Rarely discussed in forensic journals are the financial and human resource costs of forensic assessments. These costs are generally justified as supporting the justice system and the protection of civil liberties; certainly, determinations of fitness to stand trial fall squarely within these parameters. It is likely, however, that fitness evaluations are serving other purposes, especially in the era with diminishing psychiatric treatment resources and an increasing number of mentally disordered persons being admitted to jails and prisons.
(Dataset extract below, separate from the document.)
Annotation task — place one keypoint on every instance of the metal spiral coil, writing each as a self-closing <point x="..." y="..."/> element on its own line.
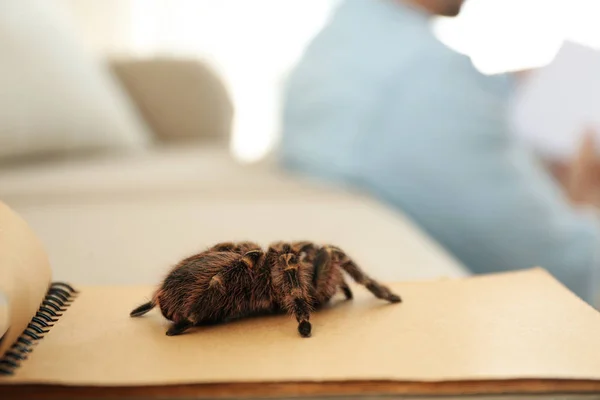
<point x="58" y="298"/>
The Canadian experience suggests that at least in some jurisdictions, the fitness to stand trial provision is being used somewhat creatively, albeit questionably, to provide treatment to mentally disordered offenders who might not otherwise have access to psychiatric intervention. Psychiatrists engaged in such practices may certainly be criticized for violating the ethics guidelines of the American Academy of Psychiatry and the Law (AAPL) in assuming a treatment role while conducting forensic evaluations. By the same token, these psychiatrists are providing a benefit to a difficult population who might not otherwise receive treatment. At this point, we do not have good data as to the frequency of such “creative” use of procedures to assess fitness.
The Guideline provides an excellent review of ethics-related concerns pertaining to assessment of fitness to stand trial. In an ideal world, forensic evaluators remain objective and independent and do not assume treatment roles that may compromise their objectivity. In many provincial and state forensic mental hospitals, however, forensic psychiatrists are often required to take on dual roles of assessor and treater and then resume a role of assessor once the person is considered to be medically fit to stand trial. It would be optimal to have these roles clearly divided, yet often workload pressures and budget restrictions limit this ability. Similar situations are found in the treatment of persons found not guilty by reason of insanity or unfit to stand trial in which treating psychiatrists may be expected to send in letters to review boards and/or courts regarding their patients' current functioning and status. While practicing forensic psychiatrists recognize the benefit of having the assessment and treatment roles taken up by different psychiatrists, funding authorities and hospital administrators may not share that perspective. Our colleagues in such settings are placed in difficult situations that are not fully addressed by our current ethics guidelines.